In another scenario, where mid and small-cap stocks have run up significantly and valuations have turned expensive, the fund manager can reduce allocation to these categories. Thus, the fund manager has the flexibility to increase or decrease allocation to a particular category or categories depending on the perceived risk-reward opportunity.

In a flexi-cap fund, the role of a fund manager is very important, as they decide the allocation to each category. If the fund manager’s decision is right, the fund outperforms, and investors earn good returns. If the market moves in the opposite direction, the fund will underperform, and investors may incur losses.

Many investors compare flexi-cap funds to multi-cap funds, as both funds invest across large, mid, and small-cap stocks. However, the way the funds invest in these categories is different. Hence, let us first understand what multi-cap funds are, and then compare the two funds.

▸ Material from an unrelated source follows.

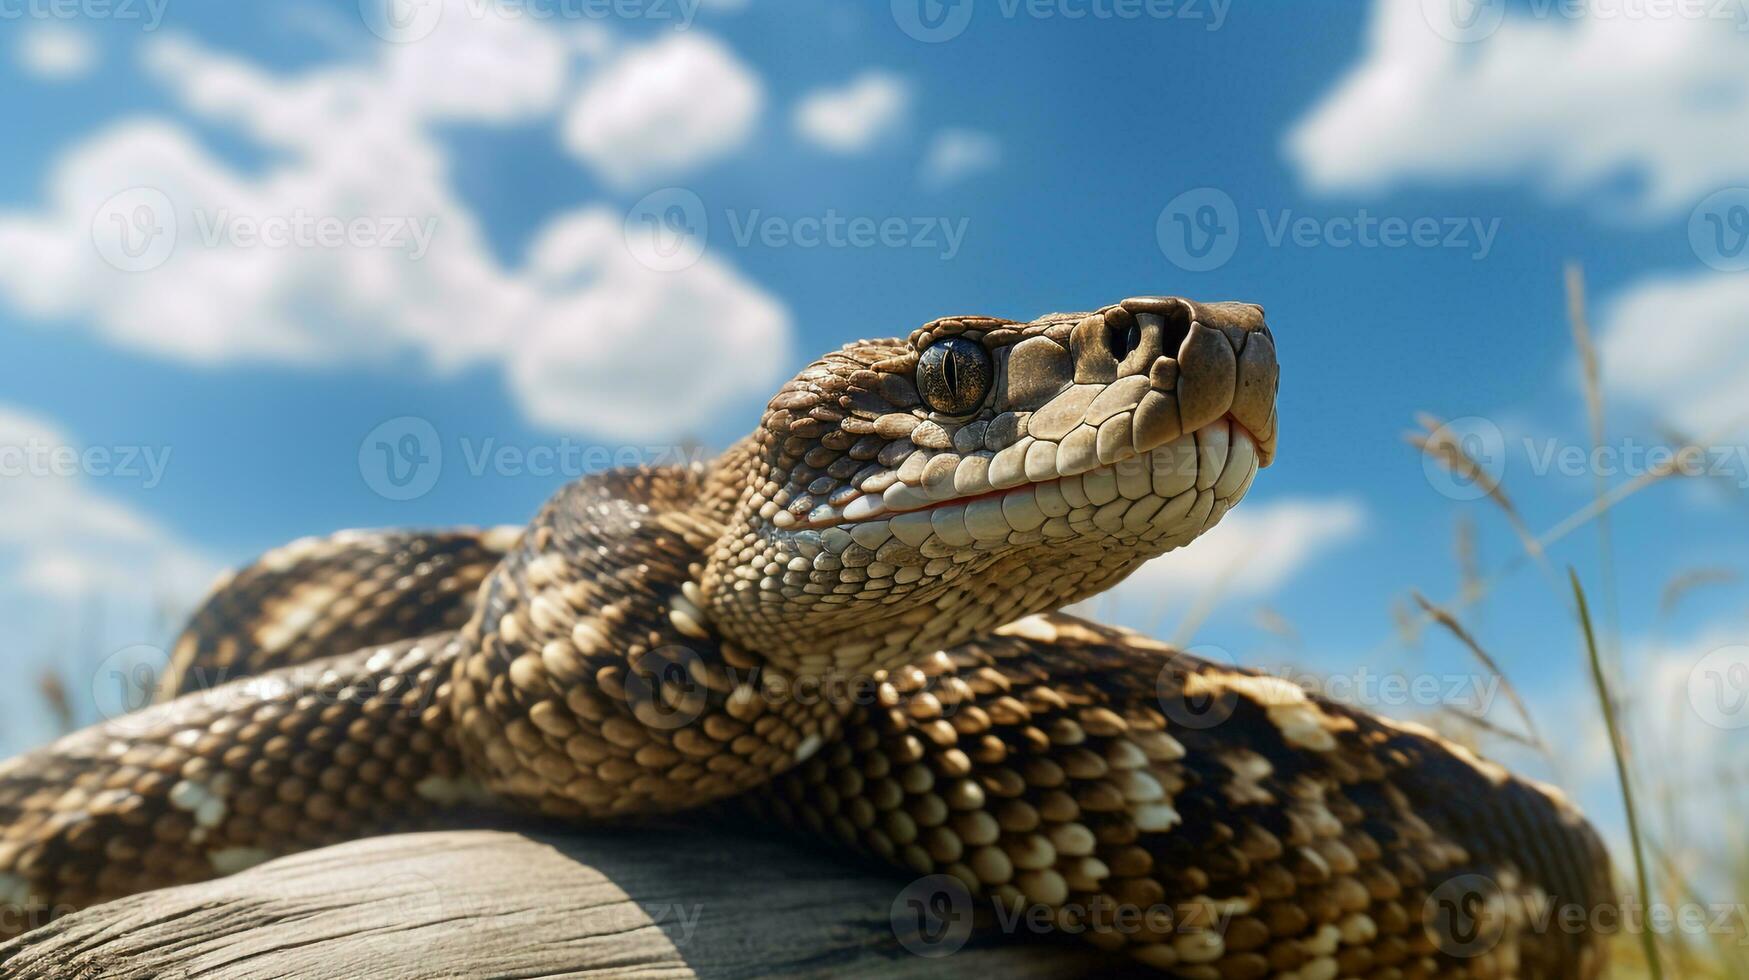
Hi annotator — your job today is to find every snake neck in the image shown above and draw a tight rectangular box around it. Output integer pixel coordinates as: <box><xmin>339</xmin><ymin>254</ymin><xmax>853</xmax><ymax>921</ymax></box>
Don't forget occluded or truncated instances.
<box><xmin>448</xmin><ymin>296</ymin><xmax>1277</xmax><ymax>815</ymax></box>
<box><xmin>447</xmin><ymin>462</ymin><xmax>851</xmax><ymax>817</ymax></box>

What is a multi-cap mutual fund?

A multi-cap fund is an open-ended equity fund that invests at least 75% of its total assets in equity and equity-related instruments. The minimum 75% equity allocation is as follows:

  1. Minimum 25% investment in large-cap companies
  2. Minimum 25% investment in mid-cap companies
  3. Minimum 25% investment in small-cap companies

A multi-cap fund follows the minimum 25% fixed allocation rule to each of the 3 categories, irrespective of market conditions. Thus, it provides an investor with decent exposure to all categories across market capitalisation, all through a single scheme. Beyond the minimum 25% fixed allocation, the fund manager can allocate incremental amounts to each category based on market conditions.

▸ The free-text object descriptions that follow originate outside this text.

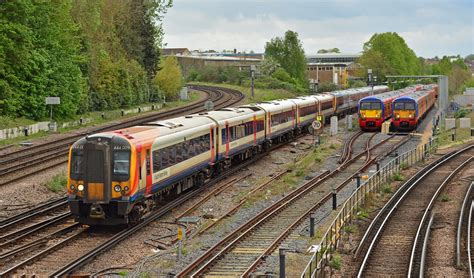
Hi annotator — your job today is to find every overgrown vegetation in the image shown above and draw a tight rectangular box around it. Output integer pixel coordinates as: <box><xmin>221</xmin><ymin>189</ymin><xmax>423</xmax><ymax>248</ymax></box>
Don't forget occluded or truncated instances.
<box><xmin>329</xmin><ymin>252</ymin><xmax>342</xmax><ymax>270</ymax></box>
<box><xmin>381</xmin><ymin>184</ymin><xmax>393</xmax><ymax>194</ymax></box>
<box><xmin>393</xmin><ymin>172</ymin><xmax>405</xmax><ymax>181</ymax></box>
<box><xmin>399</xmin><ymin>162</ymin><xmax>409</xmax><ymax>170</ymax></box>
<box><xmin>47</xmin><ymin>173</ymin><xmax>68</xmax><ymax>192</ymax></box>
<box><xmin>439</xmin><ymin>194</ymin><xmax>450</xmax><ymax>202</ymax></box>
<box><xmin>356</xmin><ymin>32</ymin><xmax>472</xmax><ymax>96</ymax></box>
<box><xmin>0</xmin><ymin>0</ymin><xmax>173</xmax><ymax>120</ymax></box>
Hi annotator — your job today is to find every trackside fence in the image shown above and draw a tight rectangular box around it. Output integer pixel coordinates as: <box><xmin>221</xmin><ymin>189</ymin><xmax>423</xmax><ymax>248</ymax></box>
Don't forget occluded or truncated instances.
<box><xmin>301</xmin><ymin>137</ymin><xmax>439</xmax><ymax>278</ymax></box>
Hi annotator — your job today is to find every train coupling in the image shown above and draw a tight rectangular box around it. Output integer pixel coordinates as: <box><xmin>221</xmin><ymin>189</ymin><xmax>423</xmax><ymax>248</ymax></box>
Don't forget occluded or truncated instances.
<box><xmin>89</xmin><ymin>204</ymin><xmax>106</xmax><ymax>219</ymax></box>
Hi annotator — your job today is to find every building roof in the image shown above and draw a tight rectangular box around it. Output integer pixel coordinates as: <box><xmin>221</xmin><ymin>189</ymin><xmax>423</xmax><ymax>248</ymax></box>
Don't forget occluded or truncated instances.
<box><xmin>161</xmin><ymin>48</ymin><xmax>190</xmax><ymax>56</ymax></box>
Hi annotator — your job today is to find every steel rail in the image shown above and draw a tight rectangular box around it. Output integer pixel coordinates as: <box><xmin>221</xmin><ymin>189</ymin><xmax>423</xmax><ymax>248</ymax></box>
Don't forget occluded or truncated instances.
<box><xmin>179</xmin><ymin>133</ymin><xmax>400</xmax><ymax>277</ymax></box>
<box><xmin>356</xmin><ymin>144</ymin><xmax>473</xmax><ymax>278</ymax></box>
<box><xmin>49</xmin><ymin>142</ymin><xmax>263</xmax><ymax>277</ymax></box>
<box><xmin>0</xmin><ymin>197</ymin><xmax>68</xmax><ymax>230</ymax></box>
<box><xmin>457</xmin><ymin>182</ymin><xmax>474</xmax><ymax>267</ymax></box>
<box><xmin>353</xmin><ymin>150</ymin><xmax>455</xmax><ymax>259</ymax></box>
<box><xmin>408</xmin><ymin>156</ymin><xmax>473</xmax><ymax>277</ymax></box>
<box><xmin>419</xmin><ymin>213</ymin><xmax>435</xmax><ymax>278</ymax></box>
<box><xmin>468</xmin><ymin>201</ymin><xmax>474</xmax><ymax>278</ymax></box>
<box><xmin>0</xmin><ymin>85</ymin><xmax>244</xmax><ymax>187</ymax></box>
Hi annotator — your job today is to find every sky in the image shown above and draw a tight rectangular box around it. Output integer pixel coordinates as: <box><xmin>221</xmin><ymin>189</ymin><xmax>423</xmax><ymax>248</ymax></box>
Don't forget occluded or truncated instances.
<box><xmin>162</xmin><ymin>0</ymin><xmax>473</xmax><ymax>58</ymax></box>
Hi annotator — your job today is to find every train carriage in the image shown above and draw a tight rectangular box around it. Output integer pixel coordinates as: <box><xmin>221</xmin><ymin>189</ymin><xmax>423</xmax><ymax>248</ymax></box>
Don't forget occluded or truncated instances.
<box><xmin>289</xmin><ymin>96</ymin><xmax>318</xmax><ymax>131</ymax></box>
<box><xmin>194</xmin><ymin>107</ymin><xmax>266</xmax><ymax>168</ymax></box>
<box><xmin>392</xmin><ymin>86</ymin><xmax>438</xmax><ymax>131</ymax></box>
<box><xmin>358</xmin><ymin>85</ymin><xmax>422</xmax><ymax>131</ymax></box>
<box><xmin>255</xmin><ymin>100</ymin><xmax>298</xmax><ymax>144</ymax></box>
<box><xmin>68</xmin><ymin>116</ymin><xmax>218</xmax><ymax>224</ymax></box>
<box><xmin>67</xmin><ymin>84</ymin><xmax>402</xmax><ymax>226</ymax></box>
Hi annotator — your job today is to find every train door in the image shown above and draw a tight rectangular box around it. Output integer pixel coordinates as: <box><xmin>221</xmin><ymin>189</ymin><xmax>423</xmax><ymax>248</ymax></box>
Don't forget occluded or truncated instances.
<box><xmin>145</xmin><ymin>148</ymin><xmax>152</xmax><ymax>195</ymax></box>
<box><xmin>137</xmin><ymin>151</ymin><xmax>146</xmax><ymax>192</ymax></box>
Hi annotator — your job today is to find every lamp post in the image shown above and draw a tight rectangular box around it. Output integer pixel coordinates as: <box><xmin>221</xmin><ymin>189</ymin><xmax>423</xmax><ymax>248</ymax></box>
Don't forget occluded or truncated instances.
<box><xmin>250</xmin><ymin>65</ymin><xmax>256</xmax><ymax>98</ymax></box>
<box><xmin>367</xmin><ymin>68</ymin><xmax>373</xmax><ymax>95</ymax></box>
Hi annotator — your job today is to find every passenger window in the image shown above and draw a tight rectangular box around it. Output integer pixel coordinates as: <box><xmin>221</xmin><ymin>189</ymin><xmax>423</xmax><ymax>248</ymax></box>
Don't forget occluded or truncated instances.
<box><xmin>152</xmin><ymin>150</ymin><xmax>160</xmax><ymax>173</ymax></box>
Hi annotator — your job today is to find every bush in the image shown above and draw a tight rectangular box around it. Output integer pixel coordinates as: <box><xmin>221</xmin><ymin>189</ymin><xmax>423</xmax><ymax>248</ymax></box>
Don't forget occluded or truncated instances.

A multi-cap fund provides investors with the stability of large-caps and the growth potential of mid and small-caps. As a multi-cap fund follows a fixed allocation rule, it limits the fund manager’s role and flexibility. The fund provides diversification to investors across market capitalisation.

How have the 2 categories performed?

The returns given by the 2 categories are as follows.

Fund category

1-year

3-years

5-years

Multi-cap funds

7.18%

17.90%

16.25%

Flexi-cap funds

4.39%

14.75%

13.42%

Source: Value Research Online website

Note: The above data is as of 4th May 2026. The 1-year returns are absolute, and the 3- and 5-year returns are CAGR. The past performance is not an indicator of future performance.

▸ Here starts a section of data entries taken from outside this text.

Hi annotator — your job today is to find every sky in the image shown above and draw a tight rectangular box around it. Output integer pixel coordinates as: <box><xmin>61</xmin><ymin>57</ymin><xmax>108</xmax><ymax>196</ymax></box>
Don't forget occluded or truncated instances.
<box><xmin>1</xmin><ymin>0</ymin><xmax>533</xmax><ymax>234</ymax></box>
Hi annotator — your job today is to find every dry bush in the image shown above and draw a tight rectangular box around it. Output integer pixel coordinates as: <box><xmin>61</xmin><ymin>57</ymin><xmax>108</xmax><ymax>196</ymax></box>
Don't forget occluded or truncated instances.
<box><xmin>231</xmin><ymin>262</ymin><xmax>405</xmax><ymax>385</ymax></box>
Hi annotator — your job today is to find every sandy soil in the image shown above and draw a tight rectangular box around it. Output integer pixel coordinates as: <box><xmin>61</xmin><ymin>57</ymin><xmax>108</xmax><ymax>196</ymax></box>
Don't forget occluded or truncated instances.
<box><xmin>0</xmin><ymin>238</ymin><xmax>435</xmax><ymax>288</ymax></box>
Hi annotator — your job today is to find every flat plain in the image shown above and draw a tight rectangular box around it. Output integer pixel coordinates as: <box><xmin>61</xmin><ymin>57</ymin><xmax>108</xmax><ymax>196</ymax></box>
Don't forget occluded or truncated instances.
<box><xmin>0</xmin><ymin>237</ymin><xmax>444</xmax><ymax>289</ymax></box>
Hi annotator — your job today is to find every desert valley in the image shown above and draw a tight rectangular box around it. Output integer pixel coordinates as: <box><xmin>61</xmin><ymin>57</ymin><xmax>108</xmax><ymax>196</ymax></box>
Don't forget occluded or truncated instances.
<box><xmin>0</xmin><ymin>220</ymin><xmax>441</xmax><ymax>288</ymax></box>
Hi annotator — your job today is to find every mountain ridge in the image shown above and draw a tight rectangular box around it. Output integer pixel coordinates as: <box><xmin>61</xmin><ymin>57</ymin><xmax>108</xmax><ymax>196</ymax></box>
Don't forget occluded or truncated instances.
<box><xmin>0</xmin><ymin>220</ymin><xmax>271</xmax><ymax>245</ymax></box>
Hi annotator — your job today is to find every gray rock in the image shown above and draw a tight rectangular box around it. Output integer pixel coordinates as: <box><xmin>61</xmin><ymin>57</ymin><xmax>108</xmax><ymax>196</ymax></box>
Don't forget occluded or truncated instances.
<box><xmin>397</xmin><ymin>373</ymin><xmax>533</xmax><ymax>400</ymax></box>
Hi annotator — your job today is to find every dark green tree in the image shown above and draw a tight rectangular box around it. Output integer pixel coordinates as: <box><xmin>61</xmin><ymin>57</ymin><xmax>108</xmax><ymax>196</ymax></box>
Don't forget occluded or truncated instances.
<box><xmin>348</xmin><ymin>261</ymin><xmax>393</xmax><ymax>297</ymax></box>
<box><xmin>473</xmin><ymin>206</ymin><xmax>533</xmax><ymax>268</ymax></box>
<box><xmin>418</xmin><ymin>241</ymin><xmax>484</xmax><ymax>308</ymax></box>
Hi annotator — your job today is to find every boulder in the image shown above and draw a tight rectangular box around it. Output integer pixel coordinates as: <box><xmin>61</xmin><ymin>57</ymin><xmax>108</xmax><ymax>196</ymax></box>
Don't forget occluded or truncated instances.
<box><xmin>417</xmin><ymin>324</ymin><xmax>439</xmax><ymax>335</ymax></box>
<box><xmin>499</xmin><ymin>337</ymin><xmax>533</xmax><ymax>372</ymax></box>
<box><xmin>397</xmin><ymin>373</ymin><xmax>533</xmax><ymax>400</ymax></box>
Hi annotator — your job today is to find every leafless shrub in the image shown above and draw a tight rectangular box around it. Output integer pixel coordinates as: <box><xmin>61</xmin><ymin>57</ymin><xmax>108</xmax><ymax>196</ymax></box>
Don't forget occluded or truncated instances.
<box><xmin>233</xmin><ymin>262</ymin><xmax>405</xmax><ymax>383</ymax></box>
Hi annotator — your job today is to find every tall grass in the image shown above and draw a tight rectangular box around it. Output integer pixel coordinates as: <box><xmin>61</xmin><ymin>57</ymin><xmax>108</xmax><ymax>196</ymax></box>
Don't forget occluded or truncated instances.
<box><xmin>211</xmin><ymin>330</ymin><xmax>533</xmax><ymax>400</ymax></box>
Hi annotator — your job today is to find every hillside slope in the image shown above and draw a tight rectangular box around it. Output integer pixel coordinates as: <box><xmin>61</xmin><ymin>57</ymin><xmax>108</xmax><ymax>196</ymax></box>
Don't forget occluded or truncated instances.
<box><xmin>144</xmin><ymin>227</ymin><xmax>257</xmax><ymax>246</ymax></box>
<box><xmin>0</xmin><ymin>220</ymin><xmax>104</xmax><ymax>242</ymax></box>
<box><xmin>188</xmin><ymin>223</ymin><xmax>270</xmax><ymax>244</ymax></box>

The table above shows that the multi-cap funds category has delivered better returns than the flexi-cap funds category over the 1-, 3-, and 5-year periods. These are overall category returns. Within each category, individual mutual fund schemes would have given higher returns.

Which fund should an investor choose?

An investor must analyse their need to choose between the two funds. Flexi and multi-cap funds give investors exposure to all market categories across market capitalisation. However, multi-cap funds maintain a minimum 25% fixed allocation to each category, whereas flexi-cap funds allocate dynamically to each category based on market conditions.

As an investor, if you are looking for a fixed, rule-based minimum allocation to each market category across market capitalisation, you should go for a multi-cap fund. However, if you want the fund manager to dynamically allocate across categories based on market conditions, you should go for a flexi-cap fund. Thus, it is a choice between rule-based, fixed allocation or strategy-based, flexible allocation.

As both funds have a high equity allocation, they are suitable for investors with an aggressive risk profile. Investments in these funds must be made for the long term (5 years or more) to benefit from the power of compounding and create wealth to fulfil your financial goals.

Flexi-cap and multi-cap funds are categorised under the broader equity mutual funds category for taxation purposes. The taxation of capital gains for both funds is the same. If the mutual fund units are redeemed within 12 months of purchase, the gains are categorised as short-term capital gains and taxed at 20%. If the mutual fund units are redeemed after 12 months of purchase, the gains are categorised as long-term capital gains. In a tax year, long-term capital gains up to Rs. 1.25 lakhs are exemption from taxation. The incremental long-term capital gains are taxed at 12.50%.